Son yazımda ABD’nin 15 Temmuz darbe girişiminin neresinde olduğu sorusuna cevap bulmaya çalışmıştım. Bu yazıda FETÖ’nün mimarlarından, CIA’nın bir zamanlar Ortadoğu’daki en kilit isimlerinden Graham Füller’in kulaklarını çınlatmıştım. Füller kendi ürünü olan FETÖ’nün savunmasına koşmak için gecikmedi ve FETÖ’ye dair en zeka yoksunu yazılardan birisini kaleme aldı. Füller kısaca "FETÖ darbe girişiminde bulunmaz çünkü onlar karıncayı bile incitmez" diyor.
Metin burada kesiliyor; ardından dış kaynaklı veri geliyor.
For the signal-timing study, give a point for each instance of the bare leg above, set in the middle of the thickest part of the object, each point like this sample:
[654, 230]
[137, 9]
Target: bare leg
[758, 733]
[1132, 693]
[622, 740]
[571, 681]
Yazının kendisine geçmeden önce yazarla alakalı birkaç kelam etmekte fayda var. Çoğunuzun malumu olduğu üzere Füller FETÖ elebaşısının ABD’deki referansı. Daha önceki sınır dışı tartışmalarına verdiği referansla noktayı koymuştu. Dile kolay 80’lerden beri kendilerine "hizmet" için yapmadığı hainlik kalmamış bir yapıya ya vefa gösteriyordu ya da hala bu örgüte ne hainlikler yaptırabilirim hesabı içerisindeydi.
Yazı büyük bir ümitsizlikle hızlıca yazılmış ve temelde FETÖ elebaşısının iadesi tartışmalarına yönelik bir yazı. En bariz özelliği ise herhangi bir zeka parıltısı barındırmaması. Kafası çalışmayan bir FETÖ mensubunu bile inandıramayacak argümanlarla bize FETÖ’nün barışçıl bir hareket olduğunu anlatmaya çalışıyor Füller. Sorun tam da burada. Senelerce CIA’de kritik roller üstlenmiş bir ajanın kafasının çalışmasını beklersiniz ki gerçekten de yattığı "saf" rollerine rağmen Füller oldukça zeki birisi. FETÖ gibi sinsi bir organizasyon ortaya çıkarmak yadsınamayacak bir zeka gerektiriyor. Böyle birisinden bu denli zeka yoksunu bir yazı çıkması ise planlanmış bir stratejiden ibaret gibi görünüyor. Dikkat edin aynı saf numaralarını FETÖcüler de yapıyor. Füller’le birebir aynı argümanlara sarılıyorlar ve başarısızlığa uğrayan darbe girişimleri üzerindeki dikkatleri her zaman yaptıkları gibi Cumhurbaşkanı Erdoğan’a çevirmeye çalışıyorlar.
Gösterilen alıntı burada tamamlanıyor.